The first, obvious, area that came to mind for me to look into: my sometimes seemingly insatiable desire to know things. For those of you who have read other posts on this blog, you know that I tend to struggle with basing my identity on what I know. I make head knowledge too important at times. With this being a consistent thing that pops up from time to time with me, it’s not a stretch to see that I sometimes follow Jesus to gather more knowledge. I’m convinced some of the crowds that followed Jesus in Matthew 4 did the same. Curiosity drew them in. I can see myself doing the same. I mean, who wants to be in the minority and not know what’s going on with the famous guy that’s traveling around speaking of sometimes mysterious and always enlightening things? If I fell into that group, I would wind up looking stupid or uncool, or both.
Now that I know this happens with me, I must go a little deeper and look at my motivations for wanting to know things pertaining to Jesus. My motivation will determine whether my “following” Him in this way is taking me closer to Him or not. If I simply only want to know more about Him, that’s a red flag for me. More head knowledge does not necessarily translate to a change of heart. I can know that Jesus loved me, but if I don’t experience that love as a reality in my life, it is nothing but a cold fact that I know (and can share with others, ironically).
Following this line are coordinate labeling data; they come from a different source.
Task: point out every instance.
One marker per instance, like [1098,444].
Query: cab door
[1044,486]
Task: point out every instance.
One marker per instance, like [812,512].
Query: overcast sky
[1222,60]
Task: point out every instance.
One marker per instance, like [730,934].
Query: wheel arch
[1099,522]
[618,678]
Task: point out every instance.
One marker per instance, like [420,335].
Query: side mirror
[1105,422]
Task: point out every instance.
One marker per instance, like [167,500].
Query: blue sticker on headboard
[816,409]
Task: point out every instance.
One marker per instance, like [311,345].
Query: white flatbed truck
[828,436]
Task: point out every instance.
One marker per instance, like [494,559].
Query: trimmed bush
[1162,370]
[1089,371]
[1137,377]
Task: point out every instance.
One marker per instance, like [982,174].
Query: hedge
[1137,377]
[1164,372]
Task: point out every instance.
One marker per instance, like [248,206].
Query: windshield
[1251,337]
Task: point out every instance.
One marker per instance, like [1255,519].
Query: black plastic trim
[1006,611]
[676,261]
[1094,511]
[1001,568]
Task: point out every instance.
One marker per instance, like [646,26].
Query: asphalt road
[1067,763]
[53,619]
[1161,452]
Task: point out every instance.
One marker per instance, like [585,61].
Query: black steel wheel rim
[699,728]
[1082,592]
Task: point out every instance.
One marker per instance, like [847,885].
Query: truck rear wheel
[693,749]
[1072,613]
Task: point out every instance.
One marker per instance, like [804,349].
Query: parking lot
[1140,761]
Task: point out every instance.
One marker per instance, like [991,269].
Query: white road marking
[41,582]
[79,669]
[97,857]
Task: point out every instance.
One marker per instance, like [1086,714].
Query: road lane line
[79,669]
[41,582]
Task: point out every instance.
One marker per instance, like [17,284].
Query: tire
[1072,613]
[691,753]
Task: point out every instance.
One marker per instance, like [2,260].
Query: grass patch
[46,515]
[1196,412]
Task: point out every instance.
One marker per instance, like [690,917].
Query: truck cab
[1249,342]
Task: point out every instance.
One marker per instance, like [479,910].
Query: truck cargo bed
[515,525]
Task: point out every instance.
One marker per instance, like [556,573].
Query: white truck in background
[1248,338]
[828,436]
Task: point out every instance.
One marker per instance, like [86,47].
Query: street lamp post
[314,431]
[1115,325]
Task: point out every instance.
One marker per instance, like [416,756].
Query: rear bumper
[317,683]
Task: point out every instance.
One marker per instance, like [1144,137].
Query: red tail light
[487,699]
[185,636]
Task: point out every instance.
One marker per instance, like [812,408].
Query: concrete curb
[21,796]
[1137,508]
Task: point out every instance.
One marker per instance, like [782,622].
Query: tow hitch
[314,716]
I can know more about Him and allow what I know (or think I know) to “puff me up”. Arrogance is certainly not listed in the examples of fruit of the spirit in Galatians 5 or Colossians 3, so this reason for following Jesus falls short of producing evidence that I am drawing closer to Him.
Another way I have seen myself “following Jesus” for a reason that does not produce fruit is when I pressure myself to “do a daily devotion”. Instead of really seeking to know Him and who I am in Him, I wind up with temporarily fighting back the guilt I feel if I don’t do the devotion. In church, we often feel guilt when we look around and think everyone else is “doing what they are supposed to do” and we are not. If my “following Him” is only to alleviate guilt, it will never be satisfying because I’m not really following Him…I’m attempting to run away from feeling guilty.
I could list many other reasons to follow Christ and discuss each one of them, but, again, I want to keep my posts as short as possible, so I will move on to an important question to ponder after examining my heart for why I am following Him at any given moment in my life: “What do I do when I catch myself following Him in a way that really isn’t following in the sense the Jesus meant it when He encouraged Peter to in John 21:19?”. I always start an answer to a question like that with something like this: I cannot fix myself. In other words, I must first apply the Gospel of Jesus Christ to myself once again. I can never run to the cross too much. As Christians, we need to visit there often. I cannot do anything to make myself sin less or do more good things. The power to do those things comes from Christ alone. When I have fooled myself into thinking I am following Christ with a pure heart, the answer is to follow Christ by throwing myself down at His feet and asking Him for help, acknowledging to myself that He is what I need…not mere facts that I can get from Him.
I really enjoyed writing about this and encourage anyone reading this to share your own examples, if you would like, of why you might be “following Christ” at times. I know there are many many more that I did not talk about here.